In modern parlance, it’s gaslighting and it ‘verbals’ the MPs into accepting a highly contestable statement. It gives no merit to the idea that some advantages may also have come from colonisation.
The Bill (and other treaty-related Bills) also demand that Aboriginal lore, law and cultural authority be adopted, respected and seen as equals to Western law.
In relation to taxation, Gellung Warl will be exempt from paying land tax and payroll tax (local council rates are already exempted in other agreements in place in Victoria). Gellung Warl is funded separately – up to $72 million a year by 2028-2029. The ‘independent’ Treaty Authority (of five indigenous people) gets more than $20 million a year. There is the Self Determination Fund paid ‘in perpetuity’, and an infrastructure fund of $20 million in its first year. No other race-based group gets any of this.
So why is it that the one committee – with a singular purpose – completely failed to do its job and check if the Treaty Bill impacted the rights and equality of other Victorians?
It made zero mention of the ‘enduring nature’ of Gellung Warl – and how the premier’s ‘special measures’ directly offend the Federal Racial Discrimination Act 1975. The Act allows for short-term ‘affirmative action’, not never-ending discrimination.
SARC didn’t question anything about allowing 16-year-olds to vote for the First Peoples’ Assembly (the ‘Voice’ within Gellung Warl) – again, a right not given others – and a corruption of not only equality, but democracy.

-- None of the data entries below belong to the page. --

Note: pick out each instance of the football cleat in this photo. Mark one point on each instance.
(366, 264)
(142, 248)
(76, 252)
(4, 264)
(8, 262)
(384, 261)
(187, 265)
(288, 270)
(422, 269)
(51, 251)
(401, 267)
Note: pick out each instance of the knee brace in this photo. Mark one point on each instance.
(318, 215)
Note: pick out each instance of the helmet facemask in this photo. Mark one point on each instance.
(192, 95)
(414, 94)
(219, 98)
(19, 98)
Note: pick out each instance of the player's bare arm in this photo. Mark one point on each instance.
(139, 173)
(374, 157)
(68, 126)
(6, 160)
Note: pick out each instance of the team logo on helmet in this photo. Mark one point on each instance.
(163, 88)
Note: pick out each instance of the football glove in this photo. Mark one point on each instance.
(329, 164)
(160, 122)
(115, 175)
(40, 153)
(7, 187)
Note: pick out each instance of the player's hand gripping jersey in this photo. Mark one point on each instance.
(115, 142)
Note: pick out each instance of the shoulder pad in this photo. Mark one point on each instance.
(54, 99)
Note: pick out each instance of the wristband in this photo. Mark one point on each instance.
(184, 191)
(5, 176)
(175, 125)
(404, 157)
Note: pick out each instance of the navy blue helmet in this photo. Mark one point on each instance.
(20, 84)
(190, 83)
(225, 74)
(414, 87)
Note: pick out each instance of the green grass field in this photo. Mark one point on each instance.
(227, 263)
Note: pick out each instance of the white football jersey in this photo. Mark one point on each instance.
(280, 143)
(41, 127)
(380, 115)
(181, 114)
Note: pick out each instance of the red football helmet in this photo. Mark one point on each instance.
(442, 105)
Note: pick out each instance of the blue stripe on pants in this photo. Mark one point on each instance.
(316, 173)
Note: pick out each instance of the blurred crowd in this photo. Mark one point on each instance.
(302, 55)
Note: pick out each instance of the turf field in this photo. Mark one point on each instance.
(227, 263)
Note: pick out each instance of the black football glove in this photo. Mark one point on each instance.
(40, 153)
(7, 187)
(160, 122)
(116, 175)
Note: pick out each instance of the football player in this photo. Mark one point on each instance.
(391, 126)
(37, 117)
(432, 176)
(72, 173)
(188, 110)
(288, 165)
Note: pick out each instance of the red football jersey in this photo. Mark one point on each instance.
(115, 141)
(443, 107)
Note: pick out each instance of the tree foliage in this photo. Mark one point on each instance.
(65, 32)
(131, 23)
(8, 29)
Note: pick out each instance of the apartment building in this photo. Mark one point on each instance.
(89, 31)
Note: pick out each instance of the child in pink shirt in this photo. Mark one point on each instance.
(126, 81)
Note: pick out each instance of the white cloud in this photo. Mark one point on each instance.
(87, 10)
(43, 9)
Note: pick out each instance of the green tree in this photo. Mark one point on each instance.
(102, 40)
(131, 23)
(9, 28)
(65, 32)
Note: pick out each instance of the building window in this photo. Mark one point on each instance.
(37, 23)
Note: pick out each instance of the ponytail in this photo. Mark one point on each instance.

How can this be allowed when, for example, Gellung Warl will have a say on matters such as raising the age of criminal responsibility, at a time when it decries the number of indigenous people in jail?
Nor did SARC question why there was no definition for the term ‘self-determination’ despite that being the raison d’être for the whole Treaty shebang. It merely noted that the term was ‘not defined in the Bill’. SARC similarly absorbed the Bill’s references to the United Nations Declaration on the Rights of Indigenous People (Undrip). Undrip is not part of Australian law because it offends the nation’s sovereignty, political and legal systems and pursues race-based separation. Yet SARC simply accepts the terms of the Bill’s explanatory memorandum which extols the virtues of the ‘First Peoples’ Assembly and ‘its functions…in accordance with Article 3 of Undrip’.
Victoria is adopting a UN document when it is expressly incompatible with the Australian constitution.
Quite clearly, the Statewide Treaty Bill 2025 offends the Charter and its very basic message that ‘every person has the right to enjoy their human rights without discrimination’. SARC did not question the activist’s vernacular of nations, or traditional owners, or sovereignty. Each of these terms is contestable. But by accepting them as truths, allowing them to enter the parliament, it may subject SARC’s members to a contempt of parliament.
Equality is not a hard term to understand. It is beautiful in its simplicity and in its meaning. The Victorian Allan government and the committee charged with understanding equality and enforcing it have failed us all, including all those in the state who most need help. They have failed those who most need equality. And those who most need their human rights upheld. These things should not be based on race.